The Conservatives and Liberals could receive the same number of total votes across the country on election night, but the Tories would still end up with more seats in Parliament. This is often attributed to a greater vote efficiency of the Conservatives compared with the Liberals. This efficient vote isn't a virtue of Stephen Harper's campaign machine, but a consequence of how voters are distributed into constituencies.
If we go back to 2011, we can see how this plays out. Let's say the national popular vote was a three-way tie and rebalance the 2011 election results applied to the new constituencies using the assumption of a uniform national swing in every riding. In that scenario, the Conservatives would win 139 seats, the NDP would win 106 and the Liberals would win just 88. Doing the same calculation, but making the national numbers line up with the polls, shows that the Conservatives could still end up with a few dozen more seats.
While this assumption of uniform national swing is too simplistic to model real voting dynamics and should not be seen as a prediction, it is a useful reminder that even when parties receive the same number of votes, they might not win even a similar number of seats.
Imagine a party with 5 per cent of the vote nationally. The most inefficient way for this vote to be spread out would be to have 5 per cent of the vote in each constituency as it would result in zero seats. A much better distribution would be to concentrate this vote in one or two dozen ridings, enough to win them, and have no votes in any other constituency.
This second example would be called an efficient vote because the individual votes would be easily converted into seats, while the first example would be called an inefficient vote because the votes would lead to nothing.
Not every vote in a first-past-the-post system is equally efficient. It's clearer at the extreme ends. A smaller party like the Greens could increase its 4 per cent vote share in 2011 to 10 per cent without picking up all that many seats. At the other end of the scale, a considerable upswing in Conservative support in Alberta compared with the 2011 results could at best net the party the sole seat the party failed to win in the last election.
A classic example of this is in Quebec. Of the two main provincial parties, the Parti Québécois has historically had a much more efficient vote than the Liberals, needing fewer votes than the Liberals to win the most seats. This is largely because the Liberals are particularly popular on the west island of Montreal. While this might not sound like a bad thing, they end up winning by such huge margins there that they "waste" additional votes that do not turn into new seats.

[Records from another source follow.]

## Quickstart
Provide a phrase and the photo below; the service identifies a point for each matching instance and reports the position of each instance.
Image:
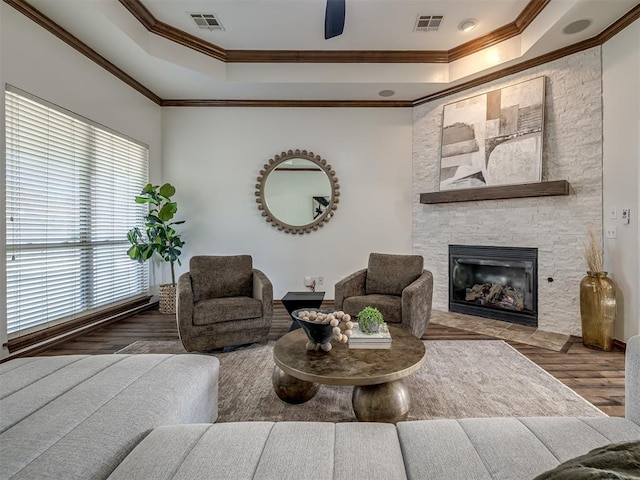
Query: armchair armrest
(263, 290)
(184, 299)
(350, 286)
(416, 304)
(632, 379)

The riding of Jacques-Cartier, the only provincial constituency with an anglophone majority, was won by the Liberals by a margin of more than 75 percentage points in the 1998 provincial election in Quebec. They won 32,924 votes there, compared with the second-place PQ, which won just 3,315. The margin was 29,609, which were votes that did not add a single seat to the Liberal count, and could have been better placed in other ridings. Distributed among 10 ridings, for instance, these voters could have overturned many seats won by the PQ.
This PQ vote efficiency resulted in the party getting a huge majority, winning 76 of the 125 seats up for grabs despite the Liberals winning the most votes. In fact, they won 27,618 more than the PQ. Perfectly performed polls would have shown a close race between the PQ and Liberals, but knowledge of the province's vote efficiency would have suggested that this was bad news for Jean Charest's party.
Vote efficiency can be increased by focusing on specific ridings at the expense of others. (This was the Green Party's successful strategy that got Elizabeth May elected in 2011.) Yet this generally goes only so far as most people still vote based on national issues. Political science research suggests that local campaigns have an important, but still small, effect, influencing 3 to 10 per cent of the eventual vote in most ridings.
Knowing about the differing vote efficiencies of the parties is key to interpreting national poll numbers correctly. In the case of Quebec in 1998, Liberals knowing that their party was tied with the Parti Québécois might have been confident of victory and subsequently disappointed on election night.
Similarly, a tied national vote between the Liberals and Conservatives looks as though it will result in the Conservatives winning the most seats, though far short of a majority. Those looking for a Liberal victory should become more confident of also winning the most seats only when their vote margin lead looks larger than three or four percentage points.
Paul Fairie is a political scientist in Calgary who designed The Globe and Mail's Election Forecast.